## Scatter plots

Here is a step by step code-a-long to get from the standard output of a scatterplot to a cool optimized visualization

The goal of data visualization is to learn and communicate insights about a dataset, specifically show the relationship between two variables in a dataset.
At the end of the notebook you will know how to:

    Create Scatterplots
    Change color schemes
    Work with colormaps

We'll be using Pandas DataFrames as the basis for these exercises as this is a usual use case while doing EDA.

We will be working with the Wine dataset from the UCI machine learning library. Info is here https://archive.ics.uci.edu/ml/datasets/wine


source: https://betterprogramming.pub/how-to-use-colormaps-with-matplotlib-to-create-colorful-plots-in-python-969b5a892f0c by Elizabeth Ter Sahakyan

In [None]:
import pandas as pd
import matplotlib.pyplot as plt

In [None]:
# Use the Wine dataset from the UCI machine learning library

#define column headers
columns = ['Alcohol','Malic acid','Ash','Alcalinity of ash', 'Magnesium','Total phenols','Flavanoids',
           'Nonflavanoid phenols','Proanthocyanins','Color intensity','Hue','OD280/OD315 of diluted wines','Proline']

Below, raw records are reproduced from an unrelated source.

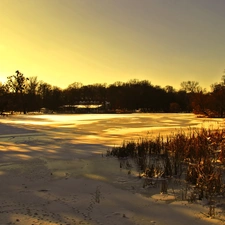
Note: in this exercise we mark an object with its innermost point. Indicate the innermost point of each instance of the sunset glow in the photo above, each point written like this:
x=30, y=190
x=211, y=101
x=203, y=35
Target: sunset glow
x=61, y=42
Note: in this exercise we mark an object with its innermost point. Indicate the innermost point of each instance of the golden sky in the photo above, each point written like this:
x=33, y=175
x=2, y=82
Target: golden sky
x=104, y=41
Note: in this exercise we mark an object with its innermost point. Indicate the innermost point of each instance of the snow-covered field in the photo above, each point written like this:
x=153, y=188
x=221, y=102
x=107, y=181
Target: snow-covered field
x=53, y=170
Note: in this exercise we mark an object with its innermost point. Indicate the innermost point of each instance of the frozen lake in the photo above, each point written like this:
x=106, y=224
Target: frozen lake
x=107, y=129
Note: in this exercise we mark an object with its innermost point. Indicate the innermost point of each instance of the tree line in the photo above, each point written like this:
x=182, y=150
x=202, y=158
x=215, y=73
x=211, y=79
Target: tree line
x=28, y=94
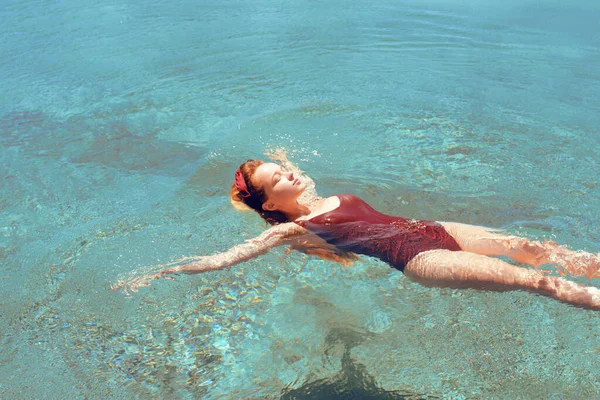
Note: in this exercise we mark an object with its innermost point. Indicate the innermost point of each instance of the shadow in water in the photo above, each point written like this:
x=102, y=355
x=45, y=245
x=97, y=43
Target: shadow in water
x=351, y=382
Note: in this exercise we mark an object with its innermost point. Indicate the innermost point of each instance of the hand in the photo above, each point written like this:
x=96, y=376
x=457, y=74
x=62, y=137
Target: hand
x=278, y=154
x=144, y=280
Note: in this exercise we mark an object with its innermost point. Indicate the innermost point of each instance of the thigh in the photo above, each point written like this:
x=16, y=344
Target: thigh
x=482, y=240
x=461, y=269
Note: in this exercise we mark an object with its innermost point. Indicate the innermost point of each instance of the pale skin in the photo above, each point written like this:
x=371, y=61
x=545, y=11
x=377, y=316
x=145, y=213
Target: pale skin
x=294, y=194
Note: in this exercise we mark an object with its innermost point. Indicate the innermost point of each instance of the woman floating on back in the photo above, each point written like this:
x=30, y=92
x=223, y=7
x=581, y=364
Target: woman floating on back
x=434, y=254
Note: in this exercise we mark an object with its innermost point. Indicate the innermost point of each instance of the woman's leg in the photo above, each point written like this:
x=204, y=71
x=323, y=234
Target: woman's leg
x=461, y=270
x=490, y=242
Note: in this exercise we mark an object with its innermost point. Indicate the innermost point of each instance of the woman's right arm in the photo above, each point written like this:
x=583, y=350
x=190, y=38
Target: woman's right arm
x=272, y=237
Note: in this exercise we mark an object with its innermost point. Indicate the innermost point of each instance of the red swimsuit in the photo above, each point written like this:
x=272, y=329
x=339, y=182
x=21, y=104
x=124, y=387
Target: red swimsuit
x=357, y=227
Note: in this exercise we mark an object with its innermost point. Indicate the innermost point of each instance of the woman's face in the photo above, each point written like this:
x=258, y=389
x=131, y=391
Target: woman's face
x=281, y=186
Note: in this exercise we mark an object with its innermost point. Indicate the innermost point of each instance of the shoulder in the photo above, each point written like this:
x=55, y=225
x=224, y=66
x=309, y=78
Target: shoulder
x=282, y=231
x=326, y=205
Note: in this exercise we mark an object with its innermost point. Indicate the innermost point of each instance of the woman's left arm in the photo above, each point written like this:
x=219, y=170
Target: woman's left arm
x=272, y=237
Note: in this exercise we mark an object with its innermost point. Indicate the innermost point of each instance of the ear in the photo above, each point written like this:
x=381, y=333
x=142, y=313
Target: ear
x=269, y=206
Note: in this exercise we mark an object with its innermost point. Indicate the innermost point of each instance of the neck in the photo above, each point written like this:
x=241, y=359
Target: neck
x=295, y=211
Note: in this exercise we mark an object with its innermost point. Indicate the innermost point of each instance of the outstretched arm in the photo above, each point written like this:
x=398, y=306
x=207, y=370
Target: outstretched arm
x=310, y=193
x=274, y=236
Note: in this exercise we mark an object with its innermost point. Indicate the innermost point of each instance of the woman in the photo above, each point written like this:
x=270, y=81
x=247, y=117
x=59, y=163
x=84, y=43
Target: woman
x=440, y=254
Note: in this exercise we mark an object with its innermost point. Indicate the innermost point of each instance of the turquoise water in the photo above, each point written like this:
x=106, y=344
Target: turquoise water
x=121, y=124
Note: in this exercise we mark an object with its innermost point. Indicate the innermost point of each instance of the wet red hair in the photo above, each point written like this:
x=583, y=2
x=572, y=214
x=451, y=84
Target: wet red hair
x=255, y=201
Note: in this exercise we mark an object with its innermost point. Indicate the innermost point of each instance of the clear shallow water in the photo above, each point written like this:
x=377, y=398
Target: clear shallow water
x=121, y=125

# read_csv directly from url
wine_df = pd.read_csv('https://archive.ics.uci.edu/ml/machine-learning-databases/wine/wine.data', names = columns)

In [None]:
# Take a look at the data
wine_df.head()

In [None]:
wine_df.describe().round(2)

In [None]:
# set up figure and ax using object oriented interface
fig, ax1 = plt.subplots(figsize=(10,8))

#labels
ax1.set_xlabel('Alcohol')
ax1.set_ylabel('Color Intensity')
ax1.set_title('Relationship Between Color Intensity and Alcohol Content in Wines')

#plot
plt.scatter(wine_df['Alcohol'], # value for x axis
            wine_df['Color intensity'], # value for y axis
            s = 300); # Size of the dots

The simple approach to changing the colour is to use the 'color' parameter when calling the scatter function

In [None]:
# Same setup as before
fig, ax1 = plt.subplots(figsize=(10,8))

ax1.set_xlabel('Alcohol')
ax1.set_ylabel('Color Intensity')
ax1.set_title('Relationship Between Color Intensity and Alcohol Content in Wines')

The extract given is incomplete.